Centers for Medicare & Medicaid Services spokesman Aaron Albright said that each application for an exemption is reviewed on a “case-by-case basis” and that every person will be notified whether the exemption is granted or denied.
Then there’s the challenge of making sure people collect the subsidies for which their income qualifies them. Because the monthly subsidies are based on an estimate of what people will earn during the year, some Americans are expected to owe the IRS if they ultimately earned more than expected.
To prevent the possibility of owing Uncle Sam at the end of the year, people are supposed to quickly report to HealthCare.gov or their state-run exchange if their income changes over the course of the year. But not everyone may know that, said Anthony Wright, executive director for Health Access California, a consumer advocacy group.
“I think there’s a lot of burden to just educate people so it doesn’t become an issue,” Wright said.
Experts aren’t just worried about the problems taxpayers could have as they try to navigate such complicated requirements.
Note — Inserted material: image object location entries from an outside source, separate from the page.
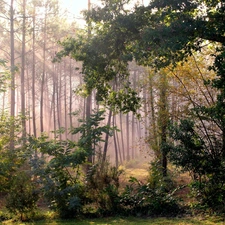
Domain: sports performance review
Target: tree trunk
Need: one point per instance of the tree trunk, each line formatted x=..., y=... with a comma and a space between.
x=22, y=96
x=33, y=76
x=12, y=64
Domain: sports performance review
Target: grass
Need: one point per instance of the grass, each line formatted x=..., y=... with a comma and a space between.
x=131, y=221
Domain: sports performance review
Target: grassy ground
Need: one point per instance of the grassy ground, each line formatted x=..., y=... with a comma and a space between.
x=131, y=221
x=139, y=171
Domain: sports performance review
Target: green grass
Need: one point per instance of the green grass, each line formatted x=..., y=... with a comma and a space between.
x=130, y=221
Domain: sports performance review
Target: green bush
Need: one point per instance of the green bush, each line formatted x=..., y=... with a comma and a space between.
x=23, y=195
x=143, y=200
x=102, y=185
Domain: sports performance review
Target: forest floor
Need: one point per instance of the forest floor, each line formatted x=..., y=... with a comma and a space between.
x=139, y=170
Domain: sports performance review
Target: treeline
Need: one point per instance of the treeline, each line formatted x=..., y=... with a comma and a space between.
x=77, y=104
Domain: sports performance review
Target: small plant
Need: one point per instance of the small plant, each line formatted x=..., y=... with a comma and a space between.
x=23, y=195
x=103, y=187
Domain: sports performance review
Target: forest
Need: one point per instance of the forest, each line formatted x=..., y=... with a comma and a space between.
x=140, y=85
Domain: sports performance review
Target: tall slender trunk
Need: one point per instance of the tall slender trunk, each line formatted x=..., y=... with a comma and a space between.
x=22, y=96
x=12, y=64
x=33, y=76
x=115, y=145
x=122, y=136
x=163, y=121
x=128, y=136
x=106, y=138
x=43, y=77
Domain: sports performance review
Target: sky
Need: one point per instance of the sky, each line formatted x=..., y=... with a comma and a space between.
x=75, y=6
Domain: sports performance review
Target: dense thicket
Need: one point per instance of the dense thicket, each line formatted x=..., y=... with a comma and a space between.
x=154, y=77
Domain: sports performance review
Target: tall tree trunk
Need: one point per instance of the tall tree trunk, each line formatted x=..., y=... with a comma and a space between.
x=106, y=138
x=122, y=136
x=115, y=144
x=128, y=136
x=33, y=75
x=163, y=121
x=12, y=64
x=22, y=96
x=43, y=76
Exchange enrollees won’t be able to file their taxes until it sends them a 1095-A form, and there are some concerns that the forms will be late, especially in states with struggling exchanges.
Albright said that won’t happen. “People will get their information in time for tax season,” he said.
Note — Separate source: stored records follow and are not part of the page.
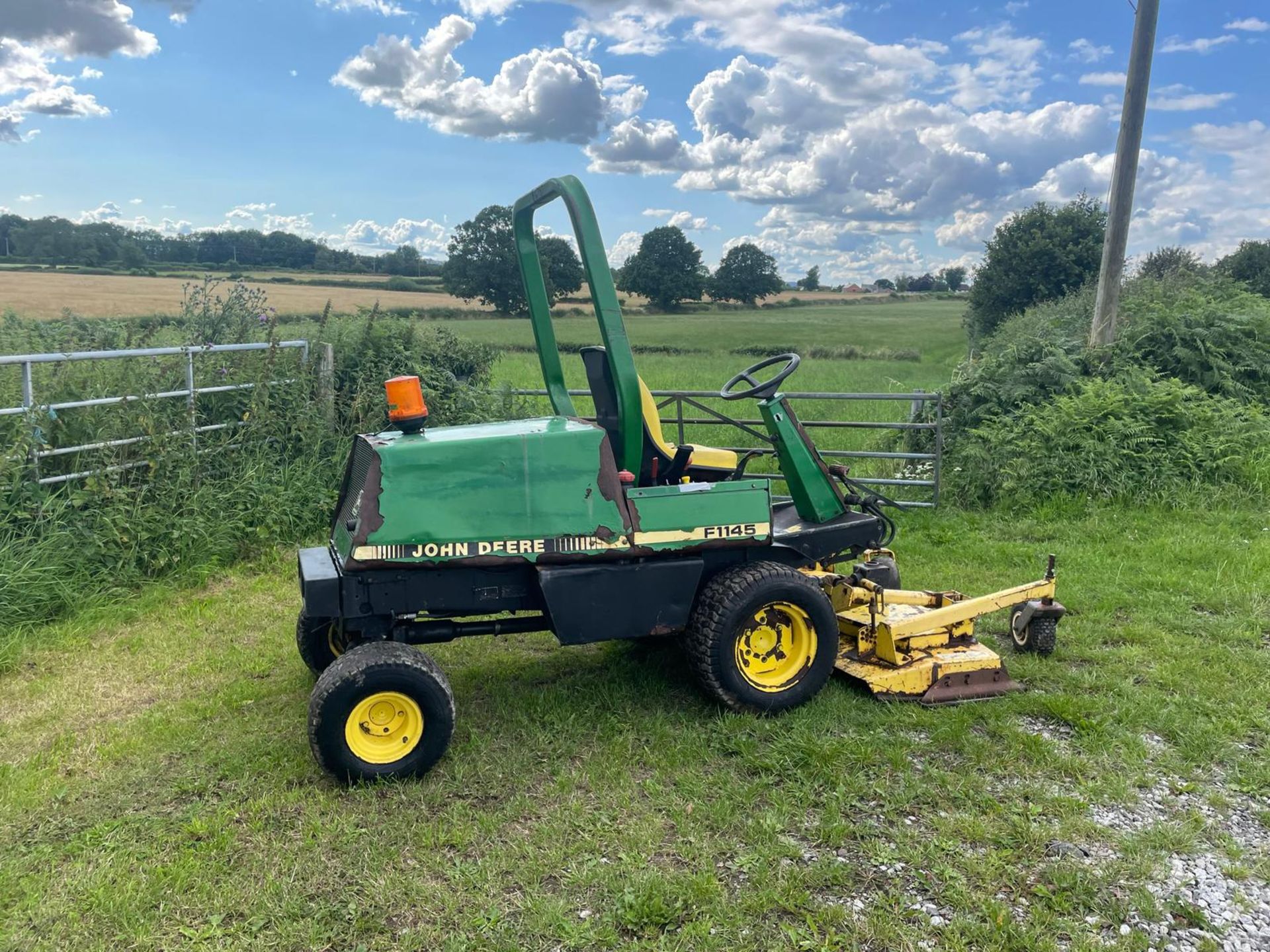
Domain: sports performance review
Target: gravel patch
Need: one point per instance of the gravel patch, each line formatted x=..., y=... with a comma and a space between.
x=1206, y=906
x=1202, y=904
x=1049, y=729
Yet the skeptics fear that some taxpayers could be faced with delayed returns.
“There’s just not a good track record out there for us to suggest the 1095-As are going to be delivered on time,” said Chris Condeluci, who served as tax counsel for Senate Finance Committee Republicans during drafting of the ACA.
For many of the people Obamacare was targeting, this could be a potential “nightmare,” said Ed Haislmaier, senior research fellow at the conservative Heritage Foundation, which staunchly opposes the law. “For people who have fairly simple returns and tend to file early, the simple lack of a necessary piece of paper if it’s not generated in time will delay their ability to do that,” he said.
And even if the forms aren’t late, Brandes is concerned that the information on them could be riddled with inaccuracies. “They’re still processing inconsistencies from last time around,” he noted. “This is taxmaggedon here.”